Die Jungs von Monochrom haben mir auf mein Bitten hin ein Testexemplar des Monochrom Fine-Art Inkjet-Books zugesendet. Da ich vor wenigen Wochen bereits das Selbstdruck-Fotobuch von Photolux getestet hatte, war ich wild auf eine Alternative.

 

Die Idee dahinter ist simple. Man bekommt einen Stapel hochwertiges gelochtes Fine-Art-Papier und einen Umschlag. Zusammengehalten wird alles mit ein paar Schrauben. Kinderleicht also. Das Papier von Monochrom macht einen guten Eindruck. Es ist mit 230g nicht ganz so dick wie das Hahnemühle-Papier im Photolux-Buch, was aber nicht weiter schlimm ist. Wird das Papier zu dick, so lässt es sich nicht mehr so gut blättern. Monochrom bietet die passenden Profile für verschiedene Drucker direkt auf der Webseite an. Damit ist der Druck gemeinsam mit meinem Epson R3000 auch kein Problem mehr. Den Papiereinzug habe ich ja mittlerweile im Griff.

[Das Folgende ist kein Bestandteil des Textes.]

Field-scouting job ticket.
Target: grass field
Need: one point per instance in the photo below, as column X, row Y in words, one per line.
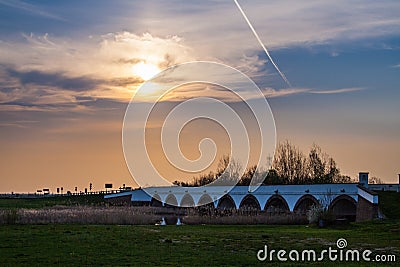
column 88, row 245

Im Vergleich zum Photolux-Buch fällt auf, dass das Papier von Monochrom DIN A4 Format hat. Von diesem A4-Blatt wurde etwas Rand für die Lochung verwendet. Somit steht mir als Druckfläche etwas weniger als A4 zur Verfügung, es sei denn man druckt vollflächig bis in die Lochung. Beim Photolux wurde der Platz für die Lochung dazu gegeben, so dass die Seiten Überformat haben. Beides stellt kein Problem dar, jedoch kann man beim Monochrom Buch einfach A4 als Papiergrösse einstellen und muss nicht erst nachmessen und eine individuelle Papiergrösse erstellen. Mir persönlich gefällt die A4-Variante etwas besser, weil es schneller geht.

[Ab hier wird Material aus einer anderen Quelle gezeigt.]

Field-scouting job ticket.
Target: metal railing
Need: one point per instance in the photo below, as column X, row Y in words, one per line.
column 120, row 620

Gedruckt habe ich direkt aus Lightroom. Passende Vorlagen sind schnell gebastelt. Dazu hatte ich auch mal ein kleines Videotutorial erstellt.

 

Langsam werde ich auch etwas schneller und effizienter im Fotobuchdruck mit Lightroom. Ich überlege mir vorher welche Seiten wie aussehen sollen und drucke dann gleichartige Seiten in einem Druckjob. Einzig den Papiereinzug muss man immer wieder einzeln bedienen, weil es hin und wieder zum Einzug von zwei Blättern kommt, wenn man zu viele einlegt. Das liegt unter anderem daran, dass das Papier an der Lochseite eine Fals hat. Wenn die Papiere übereinander liegen, dann hakt es bei der Falzung etwas und es kommt zum Einzug von zwei Blättern. Also lege ich immer nach und nach ein Blatt ein. Das ist aber auch kein Thema, weil man zwischendurch auch mal weggehen kann und der Drucker geduldig auf Nachschub wartet.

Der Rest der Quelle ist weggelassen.